Participatory modeling led by scientists and stakeholders has been conducted to design the CLIMSAVE IAP and to develop alternative socio-economic futures where variations in economic development and innovation are realized in the qualitative storylines and the quantitative drivers of change (e.g., population and GDP growth). A range of adaptation options are also integrated within the socio-economic scenarios and the CLIMSAVE IAP.

The CFFlood flood meta-model within the CLIMSAVE IAP is capable of estimating coastal and fluvial flood impacts due to changes in climate and socio-economic conditions at the baseline year (i.e., 2010) and two time periods (i.e., the 2020s and the 2050s). The analysis of an illustrative set of results indicates that flood protection is very effective under baseline conditions. In the future, climate change may challenge this situation, especially under high-end scenarios in all coastal areas, and to a lesser extent in Northern European fluvial flood plains. Hence, there is a potentially large, but highly uncertain, need for adaptation. In terms of socio-economic changes, future socio-economic conditions have a major influence on the level of economic damage. Under socio-economic scenarios such as Icarus and SISOG with economic decline, the reduction in economic impact is significant and it is due to this cause. The highest economic damages are likely under the WAW scenario, reflecting the large economic growth. It is worth noting that economic growth gives a greater capacity to adapt, and vice versa, so the overall implications of these results need to be carefully considered.
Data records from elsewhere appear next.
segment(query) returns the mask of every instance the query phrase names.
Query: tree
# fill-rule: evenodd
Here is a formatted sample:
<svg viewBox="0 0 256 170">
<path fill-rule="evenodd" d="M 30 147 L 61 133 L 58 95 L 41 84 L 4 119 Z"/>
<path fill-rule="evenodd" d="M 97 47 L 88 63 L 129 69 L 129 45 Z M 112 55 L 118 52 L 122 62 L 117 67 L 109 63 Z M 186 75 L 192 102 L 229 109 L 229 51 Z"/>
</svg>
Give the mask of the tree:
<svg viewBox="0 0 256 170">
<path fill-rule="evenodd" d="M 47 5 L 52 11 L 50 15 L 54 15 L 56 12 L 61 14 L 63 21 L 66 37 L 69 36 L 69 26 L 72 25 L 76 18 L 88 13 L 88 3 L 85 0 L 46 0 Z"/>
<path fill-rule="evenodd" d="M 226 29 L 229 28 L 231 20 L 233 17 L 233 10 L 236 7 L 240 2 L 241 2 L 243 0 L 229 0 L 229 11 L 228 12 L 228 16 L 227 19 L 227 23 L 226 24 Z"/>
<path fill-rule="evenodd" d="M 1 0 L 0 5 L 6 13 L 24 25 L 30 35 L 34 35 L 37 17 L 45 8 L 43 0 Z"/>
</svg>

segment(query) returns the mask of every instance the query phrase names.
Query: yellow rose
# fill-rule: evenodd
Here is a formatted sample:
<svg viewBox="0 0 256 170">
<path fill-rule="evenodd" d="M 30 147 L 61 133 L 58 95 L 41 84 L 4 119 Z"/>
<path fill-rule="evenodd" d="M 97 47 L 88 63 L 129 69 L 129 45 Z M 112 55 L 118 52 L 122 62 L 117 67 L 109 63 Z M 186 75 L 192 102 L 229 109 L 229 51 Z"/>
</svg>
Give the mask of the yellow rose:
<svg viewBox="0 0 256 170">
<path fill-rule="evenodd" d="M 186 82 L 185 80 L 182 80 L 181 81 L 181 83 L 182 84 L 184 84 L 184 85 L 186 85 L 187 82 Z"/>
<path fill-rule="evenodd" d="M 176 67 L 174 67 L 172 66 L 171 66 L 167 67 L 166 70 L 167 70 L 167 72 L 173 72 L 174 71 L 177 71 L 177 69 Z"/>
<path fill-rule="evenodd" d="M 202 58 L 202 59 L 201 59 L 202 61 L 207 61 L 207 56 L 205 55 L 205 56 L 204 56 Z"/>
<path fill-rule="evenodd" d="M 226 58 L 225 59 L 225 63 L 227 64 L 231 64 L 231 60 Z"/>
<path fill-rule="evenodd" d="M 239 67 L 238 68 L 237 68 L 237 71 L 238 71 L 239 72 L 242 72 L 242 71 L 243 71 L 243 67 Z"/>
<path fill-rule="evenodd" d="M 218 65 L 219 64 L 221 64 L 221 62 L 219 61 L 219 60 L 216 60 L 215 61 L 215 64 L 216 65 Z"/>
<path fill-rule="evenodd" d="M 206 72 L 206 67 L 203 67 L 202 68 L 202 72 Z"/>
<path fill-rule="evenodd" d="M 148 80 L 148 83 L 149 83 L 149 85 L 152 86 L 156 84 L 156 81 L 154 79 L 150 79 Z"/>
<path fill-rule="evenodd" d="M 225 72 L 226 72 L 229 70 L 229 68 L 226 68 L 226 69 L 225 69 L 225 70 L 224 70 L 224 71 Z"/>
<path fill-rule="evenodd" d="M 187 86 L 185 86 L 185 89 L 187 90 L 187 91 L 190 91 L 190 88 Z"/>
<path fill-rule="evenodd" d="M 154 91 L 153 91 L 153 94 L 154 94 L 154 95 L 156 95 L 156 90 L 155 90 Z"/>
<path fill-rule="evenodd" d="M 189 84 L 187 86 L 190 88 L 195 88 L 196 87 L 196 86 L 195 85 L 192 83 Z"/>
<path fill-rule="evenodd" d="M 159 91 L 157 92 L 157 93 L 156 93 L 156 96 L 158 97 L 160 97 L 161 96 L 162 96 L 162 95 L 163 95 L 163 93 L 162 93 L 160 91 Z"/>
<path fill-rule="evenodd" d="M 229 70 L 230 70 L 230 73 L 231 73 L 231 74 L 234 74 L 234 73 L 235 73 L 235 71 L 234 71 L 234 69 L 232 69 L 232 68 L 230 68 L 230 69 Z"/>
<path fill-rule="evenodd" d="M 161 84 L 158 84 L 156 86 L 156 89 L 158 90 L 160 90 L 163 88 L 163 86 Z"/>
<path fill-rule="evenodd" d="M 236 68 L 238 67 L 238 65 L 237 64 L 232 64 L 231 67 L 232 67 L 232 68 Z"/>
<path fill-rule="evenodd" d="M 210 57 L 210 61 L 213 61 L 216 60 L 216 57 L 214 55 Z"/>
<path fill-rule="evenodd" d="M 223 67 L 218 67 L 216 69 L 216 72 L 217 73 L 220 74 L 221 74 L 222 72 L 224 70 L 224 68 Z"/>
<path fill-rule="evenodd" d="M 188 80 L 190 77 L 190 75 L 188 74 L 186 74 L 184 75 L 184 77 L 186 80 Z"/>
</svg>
In addition, the impacts on coastal wetlands due to sea-level rise can also be assessed in the CFFlood meta-model . Incremental losses of saltmarsh and intertidal flats (70–80 % from baseline) associated with high-end scenarios are simulated highlighting the need for corresponding adaptation efforts.

Although the CFFloodmeta-model offers a unique opportunity to quantify the socio-economic impacts of coastal and fluvial flooding across Europe for current as well as future conditions, there are a number of improvements that can be considered in future research. These include: (1) improving the flood protection dataset; (2) increasing flexibility for investigating time slices (ideally 10-year time steps until 2100); and (3) developing dynamic analysis of adaptation and feedbacks that may vary temporally and spatially in Europe reflecting regional and national policies for managing flood risk. Participatory modeling is seen as an appropriate approach for developing a multi-criteria indicator that feeds into the decision-making process with regards to adaptation.